Moscow, Russia - Prosecutors dropped an inquiry Tuesday into whether a Russian translation of an ancient Jewish text incites national and religious hatred - a decision that drew praise from Russia's chief rabbi and Israel's vice premier.
Rabbi Berel Lazar said he had contacted prosecutors to explain that the text was not aimed at non-Jews and to complain that officials seeking the probe had "anti-Semitic sentiments."
"I'm happy that this case has been dropped," Lazar told The Associated Press, adding that he'd been personally informed of the decision by the Moscow prosecutor's office.
The prosecutor's office declined comment. That office was responsible for the investigation into whether the Russian translation of Kitsur Shulhan Arukh, a 19th century summary of Jewish religious laws, provokes religious hatred.
The original probe was initiated after two nationalist activists complained the text is aimed at "insulting human dignity based on national and religious affiliation," according to an earlier prosecutors' statement posted on the Web site of an anti-xenophobia group, Sova. The text was also accused of labeling Christians "worshippers of idols" in a reference to Christians' main religious symbol, the cross.
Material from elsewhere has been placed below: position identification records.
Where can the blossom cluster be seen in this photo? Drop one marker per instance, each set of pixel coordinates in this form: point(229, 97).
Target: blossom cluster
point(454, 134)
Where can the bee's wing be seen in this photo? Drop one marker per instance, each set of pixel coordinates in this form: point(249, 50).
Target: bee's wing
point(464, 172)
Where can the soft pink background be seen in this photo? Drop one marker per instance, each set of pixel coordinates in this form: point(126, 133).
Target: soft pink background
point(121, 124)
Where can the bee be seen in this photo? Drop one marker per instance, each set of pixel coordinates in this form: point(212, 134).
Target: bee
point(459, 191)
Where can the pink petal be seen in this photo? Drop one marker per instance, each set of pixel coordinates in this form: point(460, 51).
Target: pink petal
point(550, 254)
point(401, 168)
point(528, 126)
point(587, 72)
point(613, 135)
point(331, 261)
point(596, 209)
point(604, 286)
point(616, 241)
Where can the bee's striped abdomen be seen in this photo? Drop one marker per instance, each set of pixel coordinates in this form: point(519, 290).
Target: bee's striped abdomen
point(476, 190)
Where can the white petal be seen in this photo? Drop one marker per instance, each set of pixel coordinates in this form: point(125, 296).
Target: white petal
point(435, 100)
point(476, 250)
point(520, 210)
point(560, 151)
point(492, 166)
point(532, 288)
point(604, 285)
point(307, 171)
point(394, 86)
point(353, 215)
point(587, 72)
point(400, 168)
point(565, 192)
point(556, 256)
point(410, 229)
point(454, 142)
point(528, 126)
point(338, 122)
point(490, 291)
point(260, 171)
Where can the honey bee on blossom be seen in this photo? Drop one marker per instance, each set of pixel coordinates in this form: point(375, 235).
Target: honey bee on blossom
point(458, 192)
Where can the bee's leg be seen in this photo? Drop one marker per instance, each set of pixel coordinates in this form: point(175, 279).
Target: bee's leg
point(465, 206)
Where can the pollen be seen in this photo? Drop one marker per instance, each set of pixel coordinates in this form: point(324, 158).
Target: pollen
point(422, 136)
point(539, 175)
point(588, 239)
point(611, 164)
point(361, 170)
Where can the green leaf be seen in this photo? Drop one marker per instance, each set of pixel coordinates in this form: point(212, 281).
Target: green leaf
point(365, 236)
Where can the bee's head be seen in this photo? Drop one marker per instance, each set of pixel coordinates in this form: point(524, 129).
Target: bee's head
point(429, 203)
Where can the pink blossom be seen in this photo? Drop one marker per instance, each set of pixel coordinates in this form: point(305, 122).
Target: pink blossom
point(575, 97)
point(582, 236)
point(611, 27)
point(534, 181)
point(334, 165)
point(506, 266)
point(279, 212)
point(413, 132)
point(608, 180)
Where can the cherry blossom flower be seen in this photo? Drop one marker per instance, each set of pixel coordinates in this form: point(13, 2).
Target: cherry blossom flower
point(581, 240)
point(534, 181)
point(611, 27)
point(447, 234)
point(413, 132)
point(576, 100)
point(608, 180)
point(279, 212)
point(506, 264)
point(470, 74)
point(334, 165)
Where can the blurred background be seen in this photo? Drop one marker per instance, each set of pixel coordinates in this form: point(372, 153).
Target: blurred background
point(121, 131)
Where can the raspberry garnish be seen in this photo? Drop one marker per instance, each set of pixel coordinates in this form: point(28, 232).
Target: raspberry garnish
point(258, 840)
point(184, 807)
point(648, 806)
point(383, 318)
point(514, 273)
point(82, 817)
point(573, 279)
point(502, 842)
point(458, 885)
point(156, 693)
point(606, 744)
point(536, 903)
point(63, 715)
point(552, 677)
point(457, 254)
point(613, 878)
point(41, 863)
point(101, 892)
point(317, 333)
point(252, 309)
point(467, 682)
Moscow district prosecutors last week summoned for questioning Rabbi Zinovy Kogan, chairman of the Congress of Jewish Religious Organizations, who published the translated text.
The investigation was meant to review a ruling last month by Moscow prosecutors that the text did not inspire hatred and a criminal case was not warranted.
Israeli Vice Premier Ehud Olmert, who met Prime Minister Mikhail Fradkov in Moscow on Tuesday, praised the Russian government for canceling the probe. "They have a clear commitment to the war against anti-Semitism," Olmert told Israel's Channel Two TV.
Prosecutors also decided not to pursue a separate probe into 19 nationalist lawmakers who had called for outlawing all Jewish organizations, the Interfax news agency reported Tuesday, citing law enforcement sources.
The lawmakers' letter to the general prosecutor's office made the religious text the center of an appeal for an investigation aimed at banning all Jewish organizations. The letter accused Jews of fomenting ethnic hatred and provoking anti-Semitism.
Lazar said he hoped the decision to drop the criminal case would be reversed.
"We are asking them to open a case into the letter ... to prove that it was anti-Semitic," he said. "Anti-Semitism is historical in Russia. It is getting better, there is a change at the top. But we can see remnants of the former Soviet system and it needs to be combatted."
Russia and the Soviet Union had a long history of state-sponsored anti-Semitism, including the residence restrictions in the Russian Empire, brutal pogroms at the turn of the 20th century, and Soviet-era discrimination against Jews.
The government no longer perpetuates anti-Semitism after the 1991 Soviet collapse, but many rights groups accuse Russian leaders of being silent in the face of xenophobia, expressed in the occasional desecration of Jewish cemeteries and more frequent skinhead attacks against dark-skinned foreigners.